Romiroz commented 1 week ago
Good day        
        After load saved lora model, i save it to merged. And after load it from merged, i have generation like '+++++ 100000000000000000000000000000000000000000000000000000000000000000000000000000000000000000000000000000000000000000000000000'
from unsloth import FastLanguageModel
import torch

max_seq_length = 2048 # Choose any! We auto support RoPE Scaling internally!
dtype = None # None for auto detection. Float16 for Tesla T4, V100, Bfloat16 for Ampere+
load_in_4bit = False # Use 4bit quantization to reduce memory usage.
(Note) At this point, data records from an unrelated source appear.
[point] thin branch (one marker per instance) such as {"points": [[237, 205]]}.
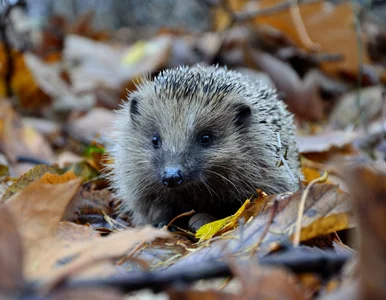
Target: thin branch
{"points": [[260, 12], [323, 263], [302, 204]]}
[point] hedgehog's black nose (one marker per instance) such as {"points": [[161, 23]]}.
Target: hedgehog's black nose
{"points": [[172, 177]]}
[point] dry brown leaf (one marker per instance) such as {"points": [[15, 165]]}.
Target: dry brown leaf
{"points": [[301, 96], [267, 283], [23, 84], [85, 129], [38, 208], [348, 112], [56, 178], [325, 141], [323, 200], [16, 140], [190, 294], [368, 187], [338, 21], [325, 225]]}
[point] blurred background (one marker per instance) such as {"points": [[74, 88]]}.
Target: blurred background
{"points": [[66, 65]]}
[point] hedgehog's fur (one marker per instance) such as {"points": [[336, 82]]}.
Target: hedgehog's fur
{"points": [[179, 104]]}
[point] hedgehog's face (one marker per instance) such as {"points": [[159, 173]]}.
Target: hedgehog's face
{"points": [[188, 144]]}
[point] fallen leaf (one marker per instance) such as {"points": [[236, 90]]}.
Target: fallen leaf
{"points": [[33, 174], [267, 282], [84, 128], [349, 112], [367, 184], [338, 20], [17, 140], [56, 178], [217, 227], [268, 231], [325, 141]]}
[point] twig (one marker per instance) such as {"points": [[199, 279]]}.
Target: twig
{"points": [[300, 27], [360, 47], [324, 263], [283, 160], [9, 65], [302, 204], [259, 12]]}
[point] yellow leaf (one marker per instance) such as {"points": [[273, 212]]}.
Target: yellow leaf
{"points": [[209, 230], [32, 175], [135, 53], [56, 178]]}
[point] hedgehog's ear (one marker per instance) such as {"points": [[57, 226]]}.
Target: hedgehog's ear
{"points": [[134, 107], [243, 116]]}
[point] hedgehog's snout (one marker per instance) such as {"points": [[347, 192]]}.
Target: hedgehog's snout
{"points": [[172, 177]]}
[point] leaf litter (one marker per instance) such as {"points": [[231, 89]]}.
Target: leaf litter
{"points": [[60, 226]]}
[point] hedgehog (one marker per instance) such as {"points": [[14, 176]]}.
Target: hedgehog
{"points": [[202, 138]]}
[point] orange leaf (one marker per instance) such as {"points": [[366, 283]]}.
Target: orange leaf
{"points": [[56, 178]]}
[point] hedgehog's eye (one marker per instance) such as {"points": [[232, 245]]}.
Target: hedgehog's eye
{"points": [[205, 138], [156, 141]]}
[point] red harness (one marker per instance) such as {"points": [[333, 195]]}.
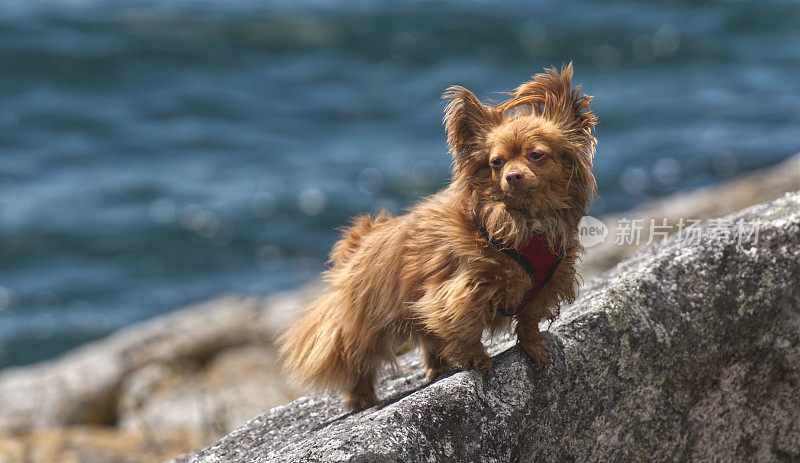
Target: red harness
{"points": [[537, 258]]}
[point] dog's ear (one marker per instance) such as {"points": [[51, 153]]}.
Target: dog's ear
{"points": [[467, 122], [552, 96]]}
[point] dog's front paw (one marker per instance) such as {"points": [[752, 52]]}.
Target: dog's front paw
{"points": [[481, 362], [538, 352]]}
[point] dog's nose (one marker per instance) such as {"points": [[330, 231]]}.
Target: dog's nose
{"points": [[514, 178]]}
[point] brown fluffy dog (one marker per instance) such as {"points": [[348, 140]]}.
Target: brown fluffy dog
{"points": [[442, 273]]}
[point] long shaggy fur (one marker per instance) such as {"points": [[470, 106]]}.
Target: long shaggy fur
{"points": [[429, 276]]}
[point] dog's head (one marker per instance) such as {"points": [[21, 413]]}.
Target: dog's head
{"points": [[531, 154]]}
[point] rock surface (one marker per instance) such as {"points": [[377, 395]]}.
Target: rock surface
{"points": [[682, 352]]}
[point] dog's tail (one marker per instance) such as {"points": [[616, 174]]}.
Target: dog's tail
{"points": [[312, 347], [353, 235], [332, 344]]}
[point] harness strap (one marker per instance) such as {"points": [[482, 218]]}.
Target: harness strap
{"points": [[537, 259]]}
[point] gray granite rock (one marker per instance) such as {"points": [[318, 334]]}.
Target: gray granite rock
{"points": [[186, 370], [682, 352]]}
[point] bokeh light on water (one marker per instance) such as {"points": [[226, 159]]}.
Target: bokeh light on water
{"points": [[156, 153]]}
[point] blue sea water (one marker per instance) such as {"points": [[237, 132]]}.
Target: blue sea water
{"points": [[158, 153]]}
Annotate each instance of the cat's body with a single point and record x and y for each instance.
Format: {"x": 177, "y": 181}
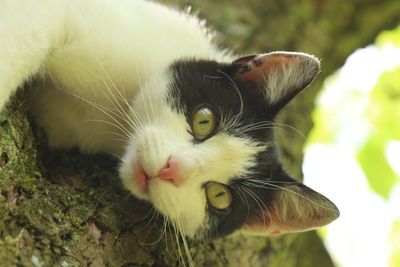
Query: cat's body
{"x": 105, "y": 70}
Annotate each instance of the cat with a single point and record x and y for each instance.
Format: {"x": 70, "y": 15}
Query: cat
{"x": 192, "y": 124}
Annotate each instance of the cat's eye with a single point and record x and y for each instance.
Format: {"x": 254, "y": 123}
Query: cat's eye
{"x": 203, "y": 123}
{"x": 218, "y": 195}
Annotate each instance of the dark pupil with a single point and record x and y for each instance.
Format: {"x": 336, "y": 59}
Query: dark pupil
{"x": 220, "y": 194}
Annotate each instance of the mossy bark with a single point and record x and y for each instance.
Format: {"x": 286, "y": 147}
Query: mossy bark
{"x": 61, "y": 208}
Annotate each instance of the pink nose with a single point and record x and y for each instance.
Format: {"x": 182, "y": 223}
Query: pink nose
{"x": 169, "y": 172}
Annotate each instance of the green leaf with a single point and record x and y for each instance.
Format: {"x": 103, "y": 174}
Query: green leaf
{"x": 389, "y": 37}
{"x": 373, "y": 162}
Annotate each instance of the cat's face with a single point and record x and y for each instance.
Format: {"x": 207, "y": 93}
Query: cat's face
{"x": 204, "y": 153}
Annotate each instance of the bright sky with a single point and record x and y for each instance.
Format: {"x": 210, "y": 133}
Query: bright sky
{"x": 360, "y": 237}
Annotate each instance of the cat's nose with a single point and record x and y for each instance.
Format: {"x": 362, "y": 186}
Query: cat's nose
{"x": 170, "y": 173}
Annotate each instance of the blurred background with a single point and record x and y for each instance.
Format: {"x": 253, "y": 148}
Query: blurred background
{"x": 349, "y": 119}
{"x": 355, "y": 146}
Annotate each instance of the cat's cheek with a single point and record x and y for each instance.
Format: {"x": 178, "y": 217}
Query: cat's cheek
{"x": 127, "y": 173}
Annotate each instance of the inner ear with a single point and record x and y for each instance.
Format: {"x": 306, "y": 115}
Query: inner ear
{"x": 279, "y": 75}
{"x": 294, "y": 208}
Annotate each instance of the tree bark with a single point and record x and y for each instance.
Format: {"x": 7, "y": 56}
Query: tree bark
{"x": 61, "y": 208}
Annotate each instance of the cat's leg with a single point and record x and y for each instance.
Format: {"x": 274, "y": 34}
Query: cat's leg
{"x": 29, "y": 30}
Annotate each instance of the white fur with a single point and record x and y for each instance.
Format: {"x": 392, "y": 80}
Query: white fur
{"x": 289, "y": 75}
{"x": 100, "y": 71}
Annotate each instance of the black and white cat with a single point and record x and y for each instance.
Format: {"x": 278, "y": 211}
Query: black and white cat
{"x": 196, "y": 122}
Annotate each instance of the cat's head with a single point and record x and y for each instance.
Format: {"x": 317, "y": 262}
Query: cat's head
{"x": 204, "y": 152}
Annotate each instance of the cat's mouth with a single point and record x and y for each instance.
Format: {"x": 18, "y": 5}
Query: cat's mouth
{"x": 142, "y": 178}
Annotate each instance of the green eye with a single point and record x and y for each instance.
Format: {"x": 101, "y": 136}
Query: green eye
{"x": 218, "y": 195}
{"x": 203, "y": 123}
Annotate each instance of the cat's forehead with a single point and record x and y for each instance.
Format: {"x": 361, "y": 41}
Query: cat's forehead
{"x": 197, "y": 82}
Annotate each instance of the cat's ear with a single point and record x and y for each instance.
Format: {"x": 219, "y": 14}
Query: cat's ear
{"x": 279, "y": 75}
{"x": 295, "y": 208}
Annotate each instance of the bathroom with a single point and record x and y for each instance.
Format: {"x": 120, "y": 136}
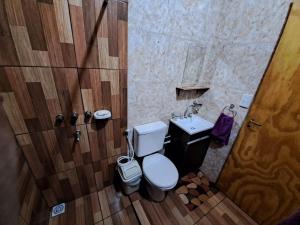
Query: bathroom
{"x": 149, "y": 112}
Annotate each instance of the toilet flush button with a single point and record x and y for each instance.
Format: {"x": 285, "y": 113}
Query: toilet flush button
{"x": 102, "y": 114}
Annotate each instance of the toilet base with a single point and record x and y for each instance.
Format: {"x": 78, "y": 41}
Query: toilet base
{"x": 155, "y": 193}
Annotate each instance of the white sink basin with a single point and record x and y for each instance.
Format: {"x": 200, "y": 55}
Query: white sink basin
{"x": 192, "y": 125}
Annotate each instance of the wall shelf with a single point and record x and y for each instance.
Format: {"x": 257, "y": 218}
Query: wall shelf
{"x": 191, "y": 88}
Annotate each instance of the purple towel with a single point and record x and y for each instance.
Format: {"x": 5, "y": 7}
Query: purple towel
{"x": 222, "y": 128}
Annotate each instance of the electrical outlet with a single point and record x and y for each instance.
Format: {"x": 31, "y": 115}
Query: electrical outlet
{"x": 246, "y": 101}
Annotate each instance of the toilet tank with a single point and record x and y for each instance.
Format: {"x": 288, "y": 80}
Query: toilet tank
{"x": 149, "y": 138}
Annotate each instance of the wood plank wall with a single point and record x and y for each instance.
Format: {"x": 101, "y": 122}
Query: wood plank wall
{"x": 21, "y": 200}
{"x": 60, "y": 56}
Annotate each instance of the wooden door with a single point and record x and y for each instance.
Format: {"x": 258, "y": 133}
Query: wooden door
{"x": 262, "y": 174}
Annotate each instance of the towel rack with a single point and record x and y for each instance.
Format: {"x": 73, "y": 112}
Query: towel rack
{"x": 230, "y": 110}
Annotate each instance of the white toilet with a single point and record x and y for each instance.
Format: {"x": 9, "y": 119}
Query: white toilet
{"x": 160, "y": 173}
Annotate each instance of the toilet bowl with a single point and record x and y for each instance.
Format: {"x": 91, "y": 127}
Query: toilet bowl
{"x": 159, "y": 172}
{"x": 161, "y": 175}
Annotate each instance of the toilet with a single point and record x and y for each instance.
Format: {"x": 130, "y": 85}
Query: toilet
{"x": 159, "y": 172}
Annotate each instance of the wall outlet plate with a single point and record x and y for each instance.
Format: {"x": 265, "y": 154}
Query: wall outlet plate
{"x": 246, "y": 101}
{"x": 58, "y": 209}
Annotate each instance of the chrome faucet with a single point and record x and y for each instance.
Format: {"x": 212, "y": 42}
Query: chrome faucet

Can be False.
torch.cuda.empty_cache()
# 4bit pre quantized models we support for 4x faster downloading + no OOMs.
fourbit_models = [
    "unsloth/Meta-Llama-3.1-8B-bnb-4bit",      # Llama-3.1 15 trillion tokens model 2x faster!
    "unsloth/Meta-Llama-3.1-8B-Instruct-bnb-4bit",
    "unsloth/Meta-Llama-3.1-70B-bnb-4bit",
    "unsloth/Meta-Llama-3.1-405B-bnb-4bit",    # We also uploaded 4bit for 405b!
    "unsloth/Mistral-Nemo-Base-2407-bnb-4bit", # New Mistral 12b 2x faster!
    "unsloth/Mistral-Nemo-Instruct-2407-bnb-4bit",
    "unsloth/mistral-7b-v0.3-bnb-4bit",        # Mistral v3 2x faster!
    "unsloth/mistral-7b-instruct-v0.3-bnb-4bit",
    "unsloth/Phi-3.5-mini-instruct",           # Phi-3.5 2x faster!
    "unsloth/Phi-3-medium-4k-instruct",
    "unsloth/gemma-2-9b-bnb-4bit",
    "unsloth/gemma-2-27b-bnb-4bit",            # Gemma 2x faster!
] # More models at https://huggingface.co/unsloth

model, tokenizer = FastLanguageModel.from_pretrained(
    model_name = "nemo5/checkpoint-1260",
    max_seq_length = max_seq_length,
    dtype = torch.bfloat16,
    load_in_4bit = True,
    # device_map =  "cuda",
    #local_files_only = True,
    # token = "hf_...", # use one if using gated models like meta-llama/Llama-2-7b-hf
)

model.save_pretrained_merged("merged_nemo51", tokenizer, save_method="merged_16bit") #,safe_serialization = False
danielhanchen commented 1 week ago

@Romiroz Apologies on the issue - it's best to ask on our Discord server for faster and async help

mjschock commented 7 hours ago

@Romiroz I'm wondering if you might have found help through Discord or otherwise? I did notice that save_pretrained_merged seems to keep the tokenizer's padding side set to 'left' (you can check the tokenizer_config.json for this) and wonder if this might be the reason the generations are looking off.